You can’t miss the single motif of innovation: touch screens!!!!!! They’re televisions, projectors, and picture frames. Microsoft proposes a giant, glowing rectangle for every room, surrounded by an army of more glowing rectangles. They pull tiny rectangles from their pockets to interact with the big rectangles. And then they pass information from the big rectangles back to the small rectangles. In Microsoft’s future, there’s a rectangle for every job. If you were to put all these rectangles on a giant keyring, you’d have Microsoft’s vision of a Swiss Army Knife.
It would be funny if it weren’t so gut-wrenchingly sad to watch. You can almost feel some suit at Microsoft reasoning that if a nine-inch iPad sells 100 million units, then a 90-inch iPad will sell a billion. So they just lean a giant iPad against the wall, right next to some giant Surface table. After all, consumers fell in love with touch-screen tablets after touch-screen phones. It’s time for some supersizing! But just making something bigger isn’t innovation.
Here’s Microsoft’s problem in a nutshell: There’s a scene in this video where a little girl is looking at a lion on a screen in her bedroom. Beside her, ever so subtly, you see that a real, stuffed lion is lying beside her.
One lion is soft, touchable, and has the distinction of being just hers. The other is flat, pixelated, and generic, thanks to algorithms. Which lion evokes an emotional response? Which lion will that little girl want to snuggle up with tonight? Better still, which lion was she touching in the first place?
Microsoft, this video is not the future, and if anyone outside your marketing department thinks it is, I hope they’re at least smart enough to short sell their own stock options. Even Apple, the company that owes most of its success to these magic, touchable rectangles, is already moving on from the paradigm, easing the consumer into a world where hardware enables naturalistic gestures that keep us in tune with our surroundings.

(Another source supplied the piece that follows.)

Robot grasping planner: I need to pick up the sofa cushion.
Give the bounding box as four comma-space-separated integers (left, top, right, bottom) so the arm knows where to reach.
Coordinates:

Look at what Disney Research--doing what’s essentially theme-park R&D--is creating with tangible interface. They’ve built a universal system that allows you to touch any object, even living plants, with multitouch sensitivity. You know what one of their head researchers, Ivan Poupyrev, told me this week?
“If a remote control can grow, and in nature it can become responsive, that’s interesting to us. Plus, plants are everywhere. Instead of trying to build and replace existing infrastructure, can we use what we have already intelligently? Maybe remote controls are more efficient, but in living spaces, it’s about more than efficiency. It’s about quality of life.”

Microsoft, very little you’ve shown here isn’t technically possible today. So what you’ve really tried to sell us on here was the future of interaction. But design is, at its core, about crafting things for human use. That’s why the future of interface isn’t about digitizing the analog world, it’s about analoging the digital world. We don’t need 80-inch big screens filled with 2-D interfaces around every corner. In fact, that’s a sickening proposition. We need the world we’ve already got, full of all the wonderful things we’ve already built, to understand and respond to our touch with all of the knowledge of the Internet.
Break free from Windows, Microsoft. There’s a whole world waiting for you through the glass.